Stick To Your Guns

When you talk about a site oriented for prospective students (which is likely your main www.yourSchool.edu address), who are your clients? The academic department that has made a request  for added functionality? Or the student life group’s request for an online survey? How about the chancellor’s request to create an updated look for his office’s pages? I say none of the above. The client is the university at large and, more specifically, the web’s governing documents whether you call them your goals, mission, web strategy or all of the above. Any web related request should be compared against these guiding documents. If the request fits the larger strategy, then put it into the queue and get it done. Otherwise, you should respond with a polite “no.”

Often, all groups on campus who have web projects in the pipeline are typically referred to as the client. But this places the emphasis in the wrong place. Sure, the group making the request is an integral part of the process, but they are not the client. All groups on campus serve the greater goals of the web strategy which in turn support the entire institution’s goals. As such, their requests must work within the established framework of that strategy. No one is immune to it or above it. If exceptions are made, there should be grandiose reasons why because once an exception is made, others will inevitably follow.

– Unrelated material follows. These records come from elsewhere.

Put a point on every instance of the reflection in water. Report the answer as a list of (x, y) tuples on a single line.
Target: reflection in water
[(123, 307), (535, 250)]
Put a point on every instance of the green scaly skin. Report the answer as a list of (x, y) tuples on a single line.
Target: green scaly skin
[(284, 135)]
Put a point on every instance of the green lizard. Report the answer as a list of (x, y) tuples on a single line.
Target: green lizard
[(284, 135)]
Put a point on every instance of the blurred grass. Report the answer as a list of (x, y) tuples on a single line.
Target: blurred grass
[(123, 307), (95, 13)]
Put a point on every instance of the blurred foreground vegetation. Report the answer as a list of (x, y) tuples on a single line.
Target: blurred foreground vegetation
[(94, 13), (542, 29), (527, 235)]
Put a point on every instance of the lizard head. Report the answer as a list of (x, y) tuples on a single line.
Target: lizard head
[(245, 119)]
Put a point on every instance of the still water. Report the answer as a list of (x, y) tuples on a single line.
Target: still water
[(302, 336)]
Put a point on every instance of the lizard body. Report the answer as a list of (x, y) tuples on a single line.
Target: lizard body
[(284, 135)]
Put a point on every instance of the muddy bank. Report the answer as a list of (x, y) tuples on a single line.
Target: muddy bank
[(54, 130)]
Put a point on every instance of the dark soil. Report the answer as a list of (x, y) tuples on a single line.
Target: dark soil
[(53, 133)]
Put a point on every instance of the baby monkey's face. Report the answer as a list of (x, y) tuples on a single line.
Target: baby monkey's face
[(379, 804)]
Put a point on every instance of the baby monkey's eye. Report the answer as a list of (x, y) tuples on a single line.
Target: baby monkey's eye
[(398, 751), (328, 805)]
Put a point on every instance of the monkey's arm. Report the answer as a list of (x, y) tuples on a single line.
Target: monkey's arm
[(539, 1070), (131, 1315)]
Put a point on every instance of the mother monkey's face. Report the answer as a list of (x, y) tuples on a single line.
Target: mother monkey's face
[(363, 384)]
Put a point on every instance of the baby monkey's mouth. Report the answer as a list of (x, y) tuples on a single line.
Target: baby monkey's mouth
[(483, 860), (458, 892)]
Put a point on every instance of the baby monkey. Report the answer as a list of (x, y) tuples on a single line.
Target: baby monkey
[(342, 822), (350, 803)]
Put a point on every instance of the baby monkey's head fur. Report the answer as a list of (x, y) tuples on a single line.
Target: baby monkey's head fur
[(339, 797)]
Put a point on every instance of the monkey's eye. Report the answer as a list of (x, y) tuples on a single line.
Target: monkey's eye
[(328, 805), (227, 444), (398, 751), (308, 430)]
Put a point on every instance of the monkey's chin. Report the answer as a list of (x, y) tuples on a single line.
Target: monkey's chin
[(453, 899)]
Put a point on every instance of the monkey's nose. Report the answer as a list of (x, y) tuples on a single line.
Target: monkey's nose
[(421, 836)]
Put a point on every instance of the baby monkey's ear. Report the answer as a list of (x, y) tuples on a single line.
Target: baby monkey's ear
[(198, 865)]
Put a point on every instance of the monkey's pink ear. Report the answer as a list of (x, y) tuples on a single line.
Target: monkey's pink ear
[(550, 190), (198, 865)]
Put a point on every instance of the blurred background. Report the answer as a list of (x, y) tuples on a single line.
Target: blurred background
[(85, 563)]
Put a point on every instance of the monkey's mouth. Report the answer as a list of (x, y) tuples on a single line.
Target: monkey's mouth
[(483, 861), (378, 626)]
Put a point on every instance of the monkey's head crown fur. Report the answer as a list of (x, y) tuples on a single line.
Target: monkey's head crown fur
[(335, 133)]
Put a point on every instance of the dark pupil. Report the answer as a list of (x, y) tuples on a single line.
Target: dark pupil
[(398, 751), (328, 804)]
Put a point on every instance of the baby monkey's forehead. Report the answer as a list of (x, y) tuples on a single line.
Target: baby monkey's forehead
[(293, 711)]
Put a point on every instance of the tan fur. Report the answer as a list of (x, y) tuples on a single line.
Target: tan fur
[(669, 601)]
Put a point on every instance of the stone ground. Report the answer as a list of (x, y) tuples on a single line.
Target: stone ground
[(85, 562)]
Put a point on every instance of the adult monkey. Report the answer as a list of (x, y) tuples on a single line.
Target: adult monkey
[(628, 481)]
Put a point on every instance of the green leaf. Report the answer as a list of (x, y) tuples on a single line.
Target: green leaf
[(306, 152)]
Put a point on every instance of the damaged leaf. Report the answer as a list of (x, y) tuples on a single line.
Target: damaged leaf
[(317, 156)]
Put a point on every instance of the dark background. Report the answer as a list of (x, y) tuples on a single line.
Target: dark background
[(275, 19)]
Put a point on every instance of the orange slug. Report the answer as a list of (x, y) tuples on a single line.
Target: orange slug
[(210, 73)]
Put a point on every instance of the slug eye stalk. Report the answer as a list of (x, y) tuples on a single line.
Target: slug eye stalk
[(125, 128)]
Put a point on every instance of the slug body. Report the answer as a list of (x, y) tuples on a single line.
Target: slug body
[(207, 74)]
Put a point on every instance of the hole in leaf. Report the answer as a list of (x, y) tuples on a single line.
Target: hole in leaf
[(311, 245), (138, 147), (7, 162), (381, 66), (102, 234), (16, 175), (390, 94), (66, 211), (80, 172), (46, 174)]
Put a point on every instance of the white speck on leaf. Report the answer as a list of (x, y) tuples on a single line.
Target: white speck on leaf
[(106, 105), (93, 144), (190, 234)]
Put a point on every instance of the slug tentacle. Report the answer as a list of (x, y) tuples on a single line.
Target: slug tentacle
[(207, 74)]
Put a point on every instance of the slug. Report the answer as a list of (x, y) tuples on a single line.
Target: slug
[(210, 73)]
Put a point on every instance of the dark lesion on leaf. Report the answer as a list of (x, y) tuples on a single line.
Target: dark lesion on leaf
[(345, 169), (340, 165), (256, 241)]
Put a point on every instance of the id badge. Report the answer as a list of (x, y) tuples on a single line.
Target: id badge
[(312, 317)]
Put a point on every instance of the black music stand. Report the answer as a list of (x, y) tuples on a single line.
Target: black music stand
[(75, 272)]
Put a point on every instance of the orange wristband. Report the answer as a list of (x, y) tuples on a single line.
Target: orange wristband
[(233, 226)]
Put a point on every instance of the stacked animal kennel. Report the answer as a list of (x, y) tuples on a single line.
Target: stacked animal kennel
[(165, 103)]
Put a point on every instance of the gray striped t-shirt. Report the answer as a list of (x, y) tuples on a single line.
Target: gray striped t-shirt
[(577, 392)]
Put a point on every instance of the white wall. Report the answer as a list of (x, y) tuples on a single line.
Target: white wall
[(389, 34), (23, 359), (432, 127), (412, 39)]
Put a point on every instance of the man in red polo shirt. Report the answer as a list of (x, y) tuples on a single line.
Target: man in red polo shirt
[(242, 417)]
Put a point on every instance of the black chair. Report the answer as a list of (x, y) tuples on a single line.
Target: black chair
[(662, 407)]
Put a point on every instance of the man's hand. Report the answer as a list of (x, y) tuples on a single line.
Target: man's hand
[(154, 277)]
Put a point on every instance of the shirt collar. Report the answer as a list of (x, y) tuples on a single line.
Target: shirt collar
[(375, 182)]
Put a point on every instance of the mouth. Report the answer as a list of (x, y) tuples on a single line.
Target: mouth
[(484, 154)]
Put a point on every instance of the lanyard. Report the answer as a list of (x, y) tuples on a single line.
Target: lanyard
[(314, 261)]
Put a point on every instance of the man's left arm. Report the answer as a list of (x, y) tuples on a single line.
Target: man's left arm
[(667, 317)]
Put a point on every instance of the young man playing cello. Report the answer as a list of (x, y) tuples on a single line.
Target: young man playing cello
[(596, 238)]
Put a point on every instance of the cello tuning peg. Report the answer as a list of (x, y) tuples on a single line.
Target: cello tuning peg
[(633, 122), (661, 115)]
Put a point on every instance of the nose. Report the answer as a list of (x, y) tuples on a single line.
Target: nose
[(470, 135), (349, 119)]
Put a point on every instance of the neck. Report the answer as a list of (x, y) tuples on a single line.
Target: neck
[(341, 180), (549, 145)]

So what is the web strategy itself built upon? Customer needs and wishes and the institution’s vision. Ultimately, we all work on behalf of potential students and the university together. The web strategy reflects this relationship. The interplay between the two and what you want the end result between the two to be is what drives a yes or no response to any given request. Requests that don’t pass muster, but are accomplished anyway, will ultimately harm either visitor’s experience of the site or achievement of institutional goals. Allow enough tangential requests and the entire website can devolve until a major overhaul is needed (time consuming, laborious and/or costly). Entropy is any site’s ultimate killer. If you can keep it at bay, your site will shine.

Web strategies need to undergo regular inspection and evolution, if need be. Perhaps at the end of each fiscal year, you review the guiding concepts to see whether they need to be changed. With hope, you’ll have analytics, visitor testing and other research at your disposal to help the process.